Nadhim Zahawi leaves Conservative Campaign Headquarters  (Getty Images)
Nadhim Zahawi leaves Conservative Campaign Headquarters (Getty Images)

What is it with Chancellors (and former Chancellors) and scandals over their taxes?

Perhaps we should ask Nadhim Zahawi. Yesterday, minutes after a damning report confirmed he had breached the ministerial code seven times, Zahawi was promptly sacked from his position as Conservative party chairman by prime minister Rishi Sunak. According to the briefing by Sunak’s ethics adviser Sir Laurie Magnus, the Stratford-upon-Avon MP repeatedly failed to act with openness and honesty, including making a public statement which was inaccurate.

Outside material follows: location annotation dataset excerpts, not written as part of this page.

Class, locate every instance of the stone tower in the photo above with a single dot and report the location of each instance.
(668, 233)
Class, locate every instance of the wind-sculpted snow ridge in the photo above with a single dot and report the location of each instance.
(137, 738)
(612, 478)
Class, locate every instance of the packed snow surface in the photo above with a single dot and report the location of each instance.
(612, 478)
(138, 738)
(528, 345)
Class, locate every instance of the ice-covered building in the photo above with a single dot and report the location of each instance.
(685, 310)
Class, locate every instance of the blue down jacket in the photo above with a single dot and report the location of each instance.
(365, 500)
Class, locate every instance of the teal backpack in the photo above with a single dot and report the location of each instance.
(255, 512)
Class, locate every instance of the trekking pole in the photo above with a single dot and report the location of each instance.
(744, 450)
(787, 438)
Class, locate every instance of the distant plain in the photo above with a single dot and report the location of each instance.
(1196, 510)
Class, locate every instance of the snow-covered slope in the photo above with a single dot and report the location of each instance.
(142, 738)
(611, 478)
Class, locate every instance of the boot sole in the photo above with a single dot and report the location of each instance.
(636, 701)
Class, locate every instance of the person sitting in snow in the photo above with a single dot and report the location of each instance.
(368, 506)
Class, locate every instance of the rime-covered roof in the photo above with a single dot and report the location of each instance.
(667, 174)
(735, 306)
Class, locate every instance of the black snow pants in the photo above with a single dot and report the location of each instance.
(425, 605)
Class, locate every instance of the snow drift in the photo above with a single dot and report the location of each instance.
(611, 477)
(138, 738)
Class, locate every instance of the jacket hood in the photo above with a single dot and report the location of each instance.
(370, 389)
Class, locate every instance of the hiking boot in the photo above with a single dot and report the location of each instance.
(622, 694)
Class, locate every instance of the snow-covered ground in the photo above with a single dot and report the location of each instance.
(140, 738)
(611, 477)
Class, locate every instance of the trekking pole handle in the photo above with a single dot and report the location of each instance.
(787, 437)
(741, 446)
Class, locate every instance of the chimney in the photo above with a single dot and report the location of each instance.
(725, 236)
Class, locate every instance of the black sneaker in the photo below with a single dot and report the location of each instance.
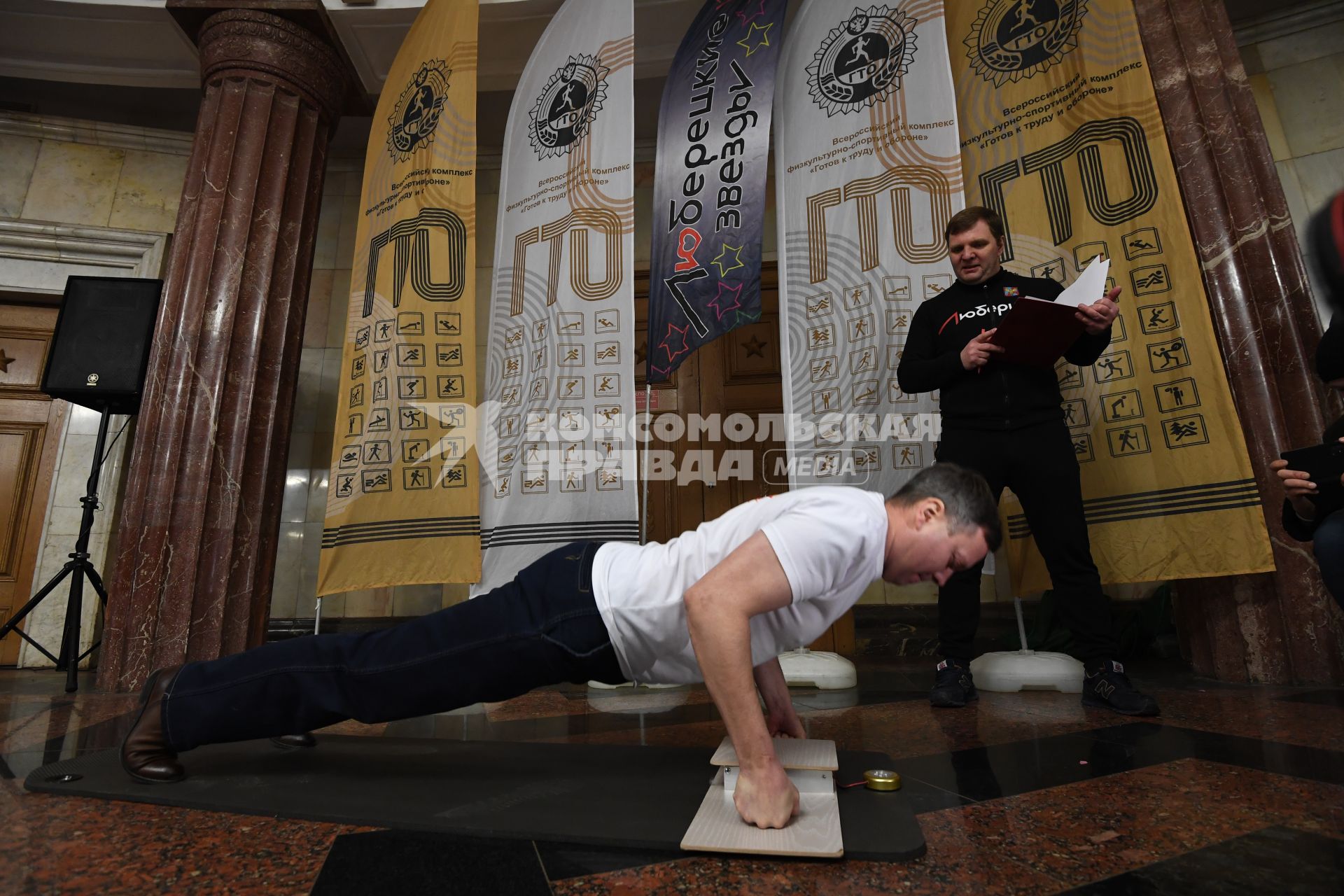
(952, 684)
(1107, 685)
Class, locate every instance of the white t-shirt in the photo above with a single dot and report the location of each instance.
(831, 542)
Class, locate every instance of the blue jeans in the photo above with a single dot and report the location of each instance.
(1328, 546)
(542, 628)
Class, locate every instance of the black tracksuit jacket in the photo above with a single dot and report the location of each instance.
(1003, 396)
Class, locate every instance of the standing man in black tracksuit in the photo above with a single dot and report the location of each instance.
(1006, 422)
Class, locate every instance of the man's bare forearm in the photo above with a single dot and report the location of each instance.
(722, 641)
(772, 685)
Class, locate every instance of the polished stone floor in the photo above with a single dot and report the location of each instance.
(1231, 790)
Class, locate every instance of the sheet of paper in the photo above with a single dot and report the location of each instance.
(1089, 286)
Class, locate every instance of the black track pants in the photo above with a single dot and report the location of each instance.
(1038, 464)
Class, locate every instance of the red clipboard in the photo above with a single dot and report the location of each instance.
(1037, 332)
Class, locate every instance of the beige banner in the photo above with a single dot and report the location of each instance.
(403, 505)
(1062, 134)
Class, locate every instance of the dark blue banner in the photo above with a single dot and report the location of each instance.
(708, 194)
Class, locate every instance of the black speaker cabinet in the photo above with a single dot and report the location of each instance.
(100, 351)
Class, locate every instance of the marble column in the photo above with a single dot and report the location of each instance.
(201, 514)
(1282, 626)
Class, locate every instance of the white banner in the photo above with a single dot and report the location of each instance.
(559, 381)
(869, 172)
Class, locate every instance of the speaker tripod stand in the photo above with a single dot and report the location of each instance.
(77, 568)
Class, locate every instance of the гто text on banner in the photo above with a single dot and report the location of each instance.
(402, 507)
(1063, 137)
(867, 172)
(559, 377)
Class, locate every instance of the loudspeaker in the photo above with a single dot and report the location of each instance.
(100, 351)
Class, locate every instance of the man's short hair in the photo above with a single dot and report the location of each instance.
(972, 216)
(964, 495)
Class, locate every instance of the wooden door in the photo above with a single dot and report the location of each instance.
(737, 374)
(30, 429)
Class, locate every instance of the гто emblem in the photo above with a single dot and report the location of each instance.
(1014, 39)
(568, 105)
(416, 115)
(860, 62)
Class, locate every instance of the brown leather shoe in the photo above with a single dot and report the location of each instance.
(295, 742)
(144, 752)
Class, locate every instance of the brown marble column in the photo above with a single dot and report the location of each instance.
(1282, 626)
(201, 514)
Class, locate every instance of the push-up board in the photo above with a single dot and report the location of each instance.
(598, 794)
(815, 832)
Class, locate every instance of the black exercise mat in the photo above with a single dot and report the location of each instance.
(601, 794)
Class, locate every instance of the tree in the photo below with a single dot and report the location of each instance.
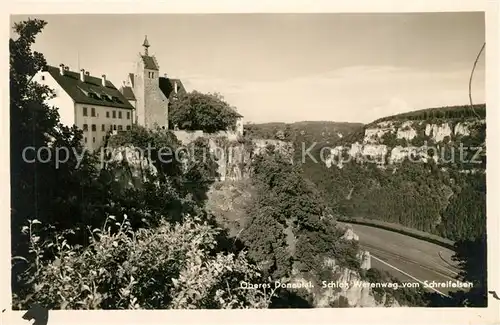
(207, 112)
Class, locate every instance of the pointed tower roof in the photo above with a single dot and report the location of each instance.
(146, 45)
(149, 61)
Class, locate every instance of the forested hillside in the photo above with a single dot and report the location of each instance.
(123, 230)
(424, 170)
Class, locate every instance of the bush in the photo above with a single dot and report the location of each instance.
(163, 268)
(206, 112)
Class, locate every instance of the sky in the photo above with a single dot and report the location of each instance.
(287, 67)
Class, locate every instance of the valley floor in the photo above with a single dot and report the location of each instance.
(407, 258)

“I consider that an individual subject to the HMRC process faced by Mr Zahawi should have understood at the outset that they were under investigation by HMRC and that this was a serious matter,” Magnus said in his briefing into Zahawi’s finances after he is alleged to have breached the ministerial code by making an HMRC settlement when he was briefly Chancellor last summer.

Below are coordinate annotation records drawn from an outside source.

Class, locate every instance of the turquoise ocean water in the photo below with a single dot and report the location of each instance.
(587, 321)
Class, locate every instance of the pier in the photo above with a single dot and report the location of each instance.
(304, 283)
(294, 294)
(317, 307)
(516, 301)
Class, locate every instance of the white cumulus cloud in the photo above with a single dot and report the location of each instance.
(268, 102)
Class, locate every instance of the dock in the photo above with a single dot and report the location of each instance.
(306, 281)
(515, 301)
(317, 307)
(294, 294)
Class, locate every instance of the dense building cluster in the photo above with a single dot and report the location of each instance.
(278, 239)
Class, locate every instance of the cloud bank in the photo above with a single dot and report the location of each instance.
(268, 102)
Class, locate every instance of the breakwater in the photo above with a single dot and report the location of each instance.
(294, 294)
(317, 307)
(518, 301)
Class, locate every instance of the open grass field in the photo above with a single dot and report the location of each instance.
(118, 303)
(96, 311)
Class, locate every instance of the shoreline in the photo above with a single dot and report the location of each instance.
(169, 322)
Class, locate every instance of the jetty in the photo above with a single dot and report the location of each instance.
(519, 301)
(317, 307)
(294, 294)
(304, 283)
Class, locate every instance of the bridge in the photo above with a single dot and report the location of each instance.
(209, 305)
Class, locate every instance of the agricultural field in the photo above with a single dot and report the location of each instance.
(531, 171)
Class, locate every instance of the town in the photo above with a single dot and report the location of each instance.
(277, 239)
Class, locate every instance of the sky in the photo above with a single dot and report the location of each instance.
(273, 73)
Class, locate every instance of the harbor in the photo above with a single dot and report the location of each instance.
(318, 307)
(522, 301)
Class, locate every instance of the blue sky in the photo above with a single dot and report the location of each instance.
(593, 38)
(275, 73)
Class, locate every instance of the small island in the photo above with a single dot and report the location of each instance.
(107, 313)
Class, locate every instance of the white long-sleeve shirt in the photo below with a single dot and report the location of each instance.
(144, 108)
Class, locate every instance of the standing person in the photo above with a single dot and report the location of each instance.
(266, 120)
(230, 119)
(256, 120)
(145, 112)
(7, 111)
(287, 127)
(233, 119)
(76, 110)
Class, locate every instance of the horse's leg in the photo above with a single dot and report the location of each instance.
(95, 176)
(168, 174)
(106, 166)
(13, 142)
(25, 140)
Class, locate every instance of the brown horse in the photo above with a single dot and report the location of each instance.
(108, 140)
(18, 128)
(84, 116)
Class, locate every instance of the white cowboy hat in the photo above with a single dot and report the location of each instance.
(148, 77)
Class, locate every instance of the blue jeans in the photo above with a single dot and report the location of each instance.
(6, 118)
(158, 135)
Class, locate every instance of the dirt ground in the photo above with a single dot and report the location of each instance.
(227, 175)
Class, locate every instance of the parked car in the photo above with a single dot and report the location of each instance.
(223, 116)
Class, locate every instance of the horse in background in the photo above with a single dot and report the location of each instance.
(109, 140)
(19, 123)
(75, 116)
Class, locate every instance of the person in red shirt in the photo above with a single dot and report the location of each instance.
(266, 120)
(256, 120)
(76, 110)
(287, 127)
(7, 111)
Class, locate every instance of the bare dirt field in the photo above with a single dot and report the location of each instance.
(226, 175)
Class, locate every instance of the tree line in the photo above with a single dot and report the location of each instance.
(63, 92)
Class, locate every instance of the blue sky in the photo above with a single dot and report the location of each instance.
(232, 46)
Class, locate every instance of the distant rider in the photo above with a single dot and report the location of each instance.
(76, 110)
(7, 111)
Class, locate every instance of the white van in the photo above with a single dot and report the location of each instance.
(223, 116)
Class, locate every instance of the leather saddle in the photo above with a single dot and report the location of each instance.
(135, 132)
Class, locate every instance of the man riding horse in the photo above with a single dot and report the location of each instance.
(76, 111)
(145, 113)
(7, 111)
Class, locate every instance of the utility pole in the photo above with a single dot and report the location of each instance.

Zahawi, 55, was catapulted into the role of finance minister for a two-month period in July and is believed to have paid a penalty to the tax collector as part of the settlement he made during that time.

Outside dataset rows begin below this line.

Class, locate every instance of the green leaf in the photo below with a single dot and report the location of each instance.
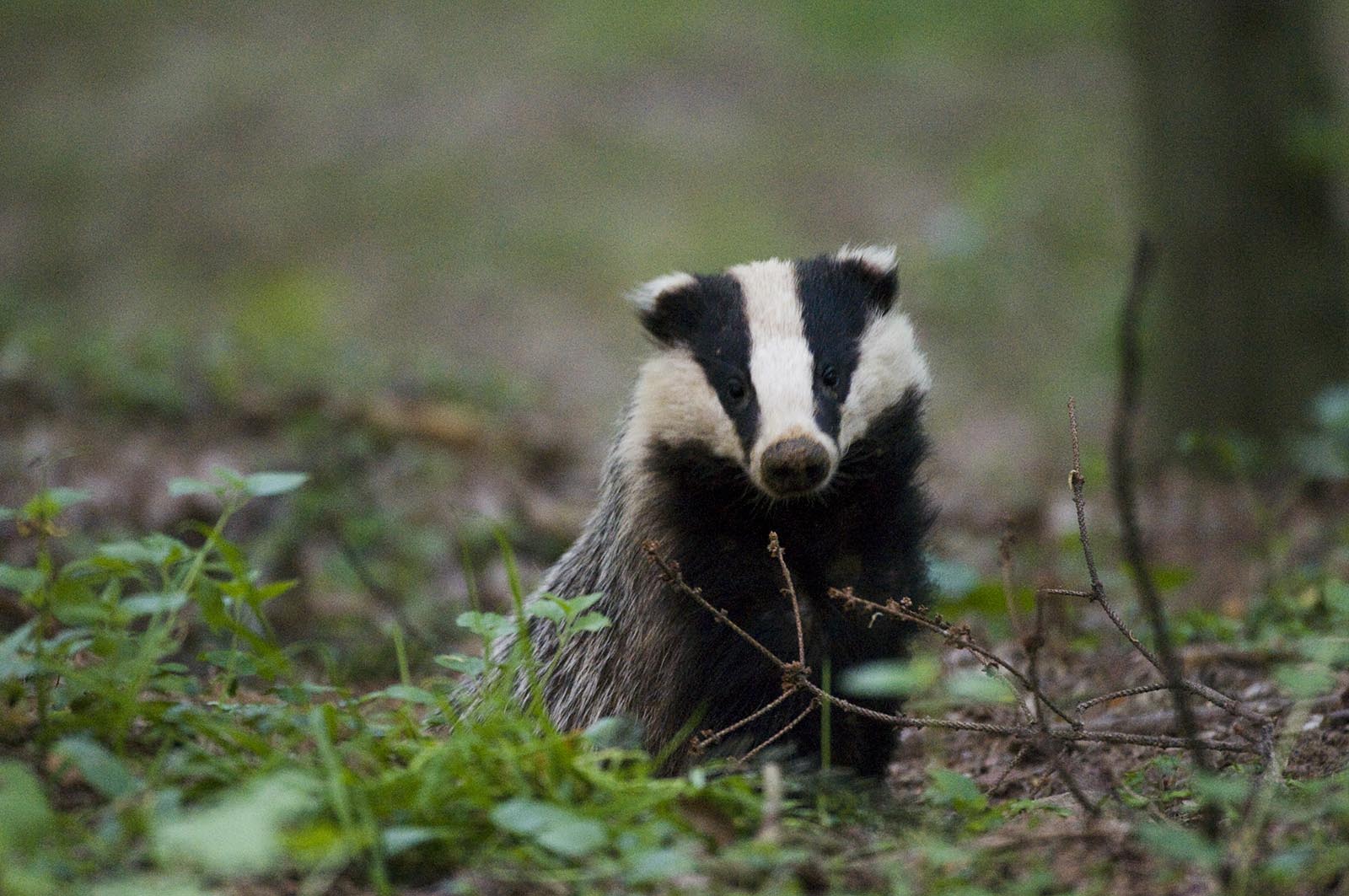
(11, 664)
(150, 604)
(553, 828)
(614, 733)
(1180, 844)
(242, 834)
(658, 865)
(1303, 680)
(487, 625)
(890, 678)
(408, 694)
(975, 686)
(26, 818)
(591, 622)
(582, 604)
(400, 840)
(53, 501)
(471, 666)
(951, 579)
(265, 485)
(957, 791)
(182, 486)
(1337, 597)
(155, 550)
(548, 608)
(101, 770)
(20, 579)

Since then, ministers — including those in his own party — had been asking why there are still so many “unanswered questions” over Zahawi’s so-called multi-million pound tax “error” — the latest in a series of questions concerning his tax affairs since he ran to be party leader last summer. As an experienced businessman and the man in charge of the country’s tax affairs at the time, many argued Zahawi should have known better.

Not only that, but his predecessor Rishi Sunak — now PM and the very man tasked with sealing his fate — experienced similar criticism surrounding a scandal over his wife’s taxes. Should that not have made him extra careful?

Chancellor Nadhim Zahawi outside the HM Treasury in Westminster (Stefan Rousseau/PA) (PA Wire)
Chancellor Nadhim Zahawi outside the HM Treasury in Westminster (Stefan Rousseau/PA) (PA Wire)

So what else do we know about Zahawi, what will he do now — and will this week’s firing dash his chances of becoming what many had tipped as a future PM? From his upbringing in Iraq and self-starter reputation to his (surprising) hobbies outside Parliament, here’s everything you need to know about the man at the centre of this week’s sleaze scandal.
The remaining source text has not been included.